This article is intended for those of you who are at the beginning of your investing journey and looking to gauge the potential return on investment in Allied Motion Technologies Inc (NASDAQ:AMOT).
Allied Motion Technologies Inc (NASDAQ:AMOT) generated a below-average return on equity of 10.07% in the past 12 months, while its industry returned 11.22%. AMOT’s results could indicate a relatively inefficient operation to its peers, and while this may be the case, it is important to understand what ROE is made up of and how it should be interpreted. Knowing these components could change your view on AMOT’s performance. Today I will look at how components such as financial leverage can influence ROE which may impact the sustainability of AMOT’s returns. View out our latest analysis for Allied Motion Technologies
Breaking down ROE — the mother of all ratios
Return on Equity (ROE) weighs Allied Motion Technologies’s profit against the level of its shareholders’ equity. An ROE of 10.07% implies $0.10 returned on every $1 invested. Generally speaking, a higher ROE is preferred; however, there are other factors we must also consider before making any conclusions.

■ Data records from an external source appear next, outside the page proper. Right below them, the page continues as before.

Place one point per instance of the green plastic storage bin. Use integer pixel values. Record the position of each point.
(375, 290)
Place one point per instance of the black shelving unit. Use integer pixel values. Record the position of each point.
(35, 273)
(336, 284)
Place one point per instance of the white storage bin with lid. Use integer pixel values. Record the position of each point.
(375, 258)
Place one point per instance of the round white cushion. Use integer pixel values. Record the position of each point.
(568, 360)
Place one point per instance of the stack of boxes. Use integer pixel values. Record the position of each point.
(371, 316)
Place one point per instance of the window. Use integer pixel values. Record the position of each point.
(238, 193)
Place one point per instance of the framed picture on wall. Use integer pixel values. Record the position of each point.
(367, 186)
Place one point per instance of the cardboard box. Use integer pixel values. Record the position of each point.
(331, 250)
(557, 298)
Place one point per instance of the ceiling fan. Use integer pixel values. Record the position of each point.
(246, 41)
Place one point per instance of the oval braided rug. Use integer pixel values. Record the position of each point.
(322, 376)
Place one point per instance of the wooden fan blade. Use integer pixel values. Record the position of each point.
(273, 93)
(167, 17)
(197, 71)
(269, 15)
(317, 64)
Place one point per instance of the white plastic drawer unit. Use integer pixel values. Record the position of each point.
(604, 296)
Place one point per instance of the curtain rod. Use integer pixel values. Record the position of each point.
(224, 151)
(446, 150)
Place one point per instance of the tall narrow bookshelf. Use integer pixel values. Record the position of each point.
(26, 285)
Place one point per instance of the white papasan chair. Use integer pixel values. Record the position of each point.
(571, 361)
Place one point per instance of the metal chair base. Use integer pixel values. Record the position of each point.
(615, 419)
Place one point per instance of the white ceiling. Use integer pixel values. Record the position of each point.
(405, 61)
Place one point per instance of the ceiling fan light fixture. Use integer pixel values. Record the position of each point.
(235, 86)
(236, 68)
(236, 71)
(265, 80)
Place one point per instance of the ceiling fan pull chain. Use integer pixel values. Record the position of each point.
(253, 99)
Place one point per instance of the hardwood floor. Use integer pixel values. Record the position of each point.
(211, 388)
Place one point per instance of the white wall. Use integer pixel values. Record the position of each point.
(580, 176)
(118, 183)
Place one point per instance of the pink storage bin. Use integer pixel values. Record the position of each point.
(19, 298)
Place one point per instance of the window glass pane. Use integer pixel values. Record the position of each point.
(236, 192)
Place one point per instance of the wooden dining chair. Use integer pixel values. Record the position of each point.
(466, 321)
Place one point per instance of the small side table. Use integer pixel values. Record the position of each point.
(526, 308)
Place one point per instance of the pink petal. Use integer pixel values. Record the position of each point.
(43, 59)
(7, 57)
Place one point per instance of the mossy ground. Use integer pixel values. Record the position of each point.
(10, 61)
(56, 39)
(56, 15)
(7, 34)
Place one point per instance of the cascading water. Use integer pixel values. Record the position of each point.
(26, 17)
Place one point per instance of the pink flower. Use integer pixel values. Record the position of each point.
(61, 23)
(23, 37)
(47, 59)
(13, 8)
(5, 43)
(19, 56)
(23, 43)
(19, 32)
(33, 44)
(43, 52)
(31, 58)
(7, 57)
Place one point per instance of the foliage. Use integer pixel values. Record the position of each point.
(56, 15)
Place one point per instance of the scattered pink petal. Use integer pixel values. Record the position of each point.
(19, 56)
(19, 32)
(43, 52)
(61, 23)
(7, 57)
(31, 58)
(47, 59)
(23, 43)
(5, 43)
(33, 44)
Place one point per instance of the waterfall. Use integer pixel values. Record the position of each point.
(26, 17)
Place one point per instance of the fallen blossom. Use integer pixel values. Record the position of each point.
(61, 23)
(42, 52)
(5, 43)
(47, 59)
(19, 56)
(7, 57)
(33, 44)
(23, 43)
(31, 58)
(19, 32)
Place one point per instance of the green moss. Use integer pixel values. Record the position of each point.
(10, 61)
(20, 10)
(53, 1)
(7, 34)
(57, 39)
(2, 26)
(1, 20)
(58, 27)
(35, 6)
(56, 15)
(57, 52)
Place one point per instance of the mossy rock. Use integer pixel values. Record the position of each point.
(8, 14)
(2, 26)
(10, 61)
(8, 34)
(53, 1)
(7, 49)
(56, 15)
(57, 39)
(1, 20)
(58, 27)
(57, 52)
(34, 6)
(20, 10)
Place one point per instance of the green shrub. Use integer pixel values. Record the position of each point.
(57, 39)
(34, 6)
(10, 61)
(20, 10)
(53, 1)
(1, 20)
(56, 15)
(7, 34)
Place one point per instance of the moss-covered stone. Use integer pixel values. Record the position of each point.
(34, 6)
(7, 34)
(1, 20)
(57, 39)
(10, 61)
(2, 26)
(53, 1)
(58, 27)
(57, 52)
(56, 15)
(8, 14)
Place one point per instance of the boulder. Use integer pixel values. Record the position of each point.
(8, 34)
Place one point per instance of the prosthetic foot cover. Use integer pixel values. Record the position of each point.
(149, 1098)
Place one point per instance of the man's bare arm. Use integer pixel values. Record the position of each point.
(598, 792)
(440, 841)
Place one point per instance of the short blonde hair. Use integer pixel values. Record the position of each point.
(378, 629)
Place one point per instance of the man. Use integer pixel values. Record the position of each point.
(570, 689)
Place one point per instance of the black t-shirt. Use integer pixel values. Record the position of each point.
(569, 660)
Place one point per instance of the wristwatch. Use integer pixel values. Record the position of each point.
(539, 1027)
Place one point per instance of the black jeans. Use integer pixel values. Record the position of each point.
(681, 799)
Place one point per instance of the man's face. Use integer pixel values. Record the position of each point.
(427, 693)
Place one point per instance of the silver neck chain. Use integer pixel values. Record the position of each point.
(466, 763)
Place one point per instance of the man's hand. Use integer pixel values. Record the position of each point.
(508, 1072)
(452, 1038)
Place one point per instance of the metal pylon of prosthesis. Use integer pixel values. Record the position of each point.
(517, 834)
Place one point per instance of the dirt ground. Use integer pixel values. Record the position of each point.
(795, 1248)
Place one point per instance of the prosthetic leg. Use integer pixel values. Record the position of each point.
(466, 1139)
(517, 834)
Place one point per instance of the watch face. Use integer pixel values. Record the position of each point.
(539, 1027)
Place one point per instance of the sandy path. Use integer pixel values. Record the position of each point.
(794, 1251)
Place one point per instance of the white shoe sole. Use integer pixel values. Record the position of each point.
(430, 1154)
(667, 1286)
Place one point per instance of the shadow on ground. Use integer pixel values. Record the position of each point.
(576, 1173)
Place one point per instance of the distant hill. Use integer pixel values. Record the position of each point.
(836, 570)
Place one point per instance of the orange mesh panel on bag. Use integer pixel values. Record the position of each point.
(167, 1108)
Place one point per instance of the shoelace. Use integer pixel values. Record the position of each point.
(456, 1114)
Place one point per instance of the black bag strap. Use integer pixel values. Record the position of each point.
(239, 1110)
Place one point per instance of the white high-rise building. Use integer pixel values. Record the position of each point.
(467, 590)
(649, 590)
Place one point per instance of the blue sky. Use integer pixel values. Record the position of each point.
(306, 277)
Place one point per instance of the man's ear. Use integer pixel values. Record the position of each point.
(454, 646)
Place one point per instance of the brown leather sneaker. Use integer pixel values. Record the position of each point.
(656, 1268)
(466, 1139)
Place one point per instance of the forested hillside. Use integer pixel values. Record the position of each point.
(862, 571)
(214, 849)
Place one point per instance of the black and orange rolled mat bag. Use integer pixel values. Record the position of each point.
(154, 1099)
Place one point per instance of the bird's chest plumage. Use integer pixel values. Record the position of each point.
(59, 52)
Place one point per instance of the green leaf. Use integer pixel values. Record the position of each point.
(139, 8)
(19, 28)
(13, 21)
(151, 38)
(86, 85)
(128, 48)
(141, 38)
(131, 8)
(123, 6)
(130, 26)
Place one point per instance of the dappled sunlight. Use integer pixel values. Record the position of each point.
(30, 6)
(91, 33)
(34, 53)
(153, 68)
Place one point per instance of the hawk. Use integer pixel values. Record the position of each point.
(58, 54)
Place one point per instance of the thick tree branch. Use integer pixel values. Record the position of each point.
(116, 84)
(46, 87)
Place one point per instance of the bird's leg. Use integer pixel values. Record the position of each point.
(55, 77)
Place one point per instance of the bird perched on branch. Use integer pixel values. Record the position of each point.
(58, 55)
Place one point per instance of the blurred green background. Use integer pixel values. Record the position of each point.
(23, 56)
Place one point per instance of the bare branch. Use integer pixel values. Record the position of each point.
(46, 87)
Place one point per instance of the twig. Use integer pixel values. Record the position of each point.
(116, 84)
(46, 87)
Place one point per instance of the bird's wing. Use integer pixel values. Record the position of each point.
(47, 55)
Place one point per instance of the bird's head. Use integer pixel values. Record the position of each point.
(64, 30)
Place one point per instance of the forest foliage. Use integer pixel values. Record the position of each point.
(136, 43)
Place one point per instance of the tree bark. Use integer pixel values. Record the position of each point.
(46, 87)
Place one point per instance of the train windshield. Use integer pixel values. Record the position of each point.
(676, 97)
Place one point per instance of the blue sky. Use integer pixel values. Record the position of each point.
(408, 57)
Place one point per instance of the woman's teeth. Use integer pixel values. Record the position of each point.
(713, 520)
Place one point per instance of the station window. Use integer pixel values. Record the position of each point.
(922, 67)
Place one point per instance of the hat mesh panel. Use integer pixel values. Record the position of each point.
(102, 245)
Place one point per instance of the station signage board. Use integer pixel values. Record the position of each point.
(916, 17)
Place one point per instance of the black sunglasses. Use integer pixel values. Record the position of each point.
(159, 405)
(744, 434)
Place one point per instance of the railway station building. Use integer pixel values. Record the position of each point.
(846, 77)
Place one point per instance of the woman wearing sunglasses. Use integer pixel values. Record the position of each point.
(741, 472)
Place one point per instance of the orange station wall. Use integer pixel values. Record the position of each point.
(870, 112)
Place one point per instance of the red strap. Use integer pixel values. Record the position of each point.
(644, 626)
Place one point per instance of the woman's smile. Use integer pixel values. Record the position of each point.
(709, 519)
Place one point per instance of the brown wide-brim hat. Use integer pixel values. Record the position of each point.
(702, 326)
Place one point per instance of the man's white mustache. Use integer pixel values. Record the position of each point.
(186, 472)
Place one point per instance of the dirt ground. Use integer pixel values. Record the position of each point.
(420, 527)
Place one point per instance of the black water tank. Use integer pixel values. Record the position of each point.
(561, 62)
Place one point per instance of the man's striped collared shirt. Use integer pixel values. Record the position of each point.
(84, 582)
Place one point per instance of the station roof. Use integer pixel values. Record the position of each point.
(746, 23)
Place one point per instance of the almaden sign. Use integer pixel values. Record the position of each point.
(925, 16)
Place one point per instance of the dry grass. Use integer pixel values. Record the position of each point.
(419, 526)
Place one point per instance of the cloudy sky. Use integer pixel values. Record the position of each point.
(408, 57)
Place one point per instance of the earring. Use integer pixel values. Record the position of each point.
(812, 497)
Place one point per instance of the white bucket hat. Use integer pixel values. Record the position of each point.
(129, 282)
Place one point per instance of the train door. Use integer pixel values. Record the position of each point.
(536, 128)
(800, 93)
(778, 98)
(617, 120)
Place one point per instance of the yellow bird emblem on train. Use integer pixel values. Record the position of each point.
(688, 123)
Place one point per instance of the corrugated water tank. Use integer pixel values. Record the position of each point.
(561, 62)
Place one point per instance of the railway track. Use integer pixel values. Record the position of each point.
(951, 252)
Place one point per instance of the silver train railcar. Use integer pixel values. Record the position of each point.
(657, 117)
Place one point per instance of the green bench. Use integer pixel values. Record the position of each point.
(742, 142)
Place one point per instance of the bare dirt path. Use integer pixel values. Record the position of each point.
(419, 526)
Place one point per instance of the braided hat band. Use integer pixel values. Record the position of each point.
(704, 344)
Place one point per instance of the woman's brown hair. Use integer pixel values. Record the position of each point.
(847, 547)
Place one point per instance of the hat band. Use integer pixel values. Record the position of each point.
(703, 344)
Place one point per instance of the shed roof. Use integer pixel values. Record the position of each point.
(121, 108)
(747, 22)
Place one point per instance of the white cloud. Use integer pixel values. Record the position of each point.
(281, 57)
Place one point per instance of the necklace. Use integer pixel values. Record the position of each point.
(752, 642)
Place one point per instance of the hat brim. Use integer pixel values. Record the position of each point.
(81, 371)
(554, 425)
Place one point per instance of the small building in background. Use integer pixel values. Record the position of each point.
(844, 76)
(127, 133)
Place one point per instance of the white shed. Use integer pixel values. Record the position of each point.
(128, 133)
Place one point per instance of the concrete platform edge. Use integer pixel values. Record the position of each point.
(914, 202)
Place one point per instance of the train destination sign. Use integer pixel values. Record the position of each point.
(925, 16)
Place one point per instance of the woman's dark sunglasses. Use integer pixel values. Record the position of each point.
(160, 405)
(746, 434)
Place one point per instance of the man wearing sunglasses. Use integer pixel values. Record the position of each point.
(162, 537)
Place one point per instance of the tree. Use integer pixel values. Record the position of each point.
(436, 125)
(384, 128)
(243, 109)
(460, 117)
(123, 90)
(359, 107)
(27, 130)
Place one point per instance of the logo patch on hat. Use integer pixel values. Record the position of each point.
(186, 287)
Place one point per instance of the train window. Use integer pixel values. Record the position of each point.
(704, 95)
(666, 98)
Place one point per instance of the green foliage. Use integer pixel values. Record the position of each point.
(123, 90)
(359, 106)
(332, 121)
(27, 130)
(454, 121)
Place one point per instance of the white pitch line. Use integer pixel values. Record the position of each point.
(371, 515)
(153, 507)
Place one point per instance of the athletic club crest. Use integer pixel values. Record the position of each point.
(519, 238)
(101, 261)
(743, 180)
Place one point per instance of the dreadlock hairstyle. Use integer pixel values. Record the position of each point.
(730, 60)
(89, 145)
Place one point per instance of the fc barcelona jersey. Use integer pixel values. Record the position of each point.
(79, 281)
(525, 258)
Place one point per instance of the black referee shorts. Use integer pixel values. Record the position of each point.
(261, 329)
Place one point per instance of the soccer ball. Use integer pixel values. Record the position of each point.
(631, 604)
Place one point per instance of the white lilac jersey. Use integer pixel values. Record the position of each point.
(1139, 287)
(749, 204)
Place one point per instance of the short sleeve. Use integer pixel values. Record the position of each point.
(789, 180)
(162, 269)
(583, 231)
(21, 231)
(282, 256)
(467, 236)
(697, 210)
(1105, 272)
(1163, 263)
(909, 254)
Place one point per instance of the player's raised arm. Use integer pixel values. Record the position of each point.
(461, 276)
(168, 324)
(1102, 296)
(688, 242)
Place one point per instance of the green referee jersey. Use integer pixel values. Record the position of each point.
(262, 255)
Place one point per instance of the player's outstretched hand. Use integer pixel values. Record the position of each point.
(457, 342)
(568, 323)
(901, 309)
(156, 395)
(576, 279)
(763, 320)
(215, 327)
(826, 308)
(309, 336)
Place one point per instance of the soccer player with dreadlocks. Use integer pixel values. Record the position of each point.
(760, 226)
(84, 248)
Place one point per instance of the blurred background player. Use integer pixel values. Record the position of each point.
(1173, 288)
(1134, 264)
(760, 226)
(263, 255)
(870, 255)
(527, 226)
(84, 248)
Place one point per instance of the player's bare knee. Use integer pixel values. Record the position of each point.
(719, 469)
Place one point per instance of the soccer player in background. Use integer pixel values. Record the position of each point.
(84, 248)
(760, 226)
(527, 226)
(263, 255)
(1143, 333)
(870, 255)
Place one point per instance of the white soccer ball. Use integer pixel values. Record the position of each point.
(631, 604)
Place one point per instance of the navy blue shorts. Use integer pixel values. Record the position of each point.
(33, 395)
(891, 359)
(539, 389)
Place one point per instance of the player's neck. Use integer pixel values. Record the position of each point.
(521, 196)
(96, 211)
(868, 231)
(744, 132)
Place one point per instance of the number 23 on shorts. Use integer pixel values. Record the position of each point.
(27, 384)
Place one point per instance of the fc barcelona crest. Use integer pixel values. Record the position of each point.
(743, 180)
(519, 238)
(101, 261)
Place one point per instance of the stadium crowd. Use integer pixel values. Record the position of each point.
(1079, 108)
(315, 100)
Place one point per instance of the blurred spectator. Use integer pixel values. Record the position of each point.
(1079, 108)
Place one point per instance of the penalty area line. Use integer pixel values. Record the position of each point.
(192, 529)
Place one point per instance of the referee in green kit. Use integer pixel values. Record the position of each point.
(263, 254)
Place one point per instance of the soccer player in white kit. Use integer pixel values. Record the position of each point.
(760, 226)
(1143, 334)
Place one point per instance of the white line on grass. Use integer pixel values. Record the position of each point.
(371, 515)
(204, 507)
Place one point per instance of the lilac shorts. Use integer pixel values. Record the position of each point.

Return on Equity = Net Profit ÷ Shareholders Equity
Returns are usually compared to costs to measure the efficiency of capital. Allied Motion Technologies’s cost of equity is 10.70%. Since Allied Motion Technologies’s return does not cover its cost, with a difference of -0.63%, this means its current use of equity is not efficient and not sustainable. Very simply, Allied Motion Technologies pays more for its capital than what it generates in return. ROE can be split up into three useful ratios: net profit margin, asset turnover, and financial leverage. This is called the Dupont Formula:
ROE = profit margin × asset turnover × financial leverage
ROE = (annual net profit ÷ sales) × (sales ÷ assets) × (assets ÷ shareholders’ equity)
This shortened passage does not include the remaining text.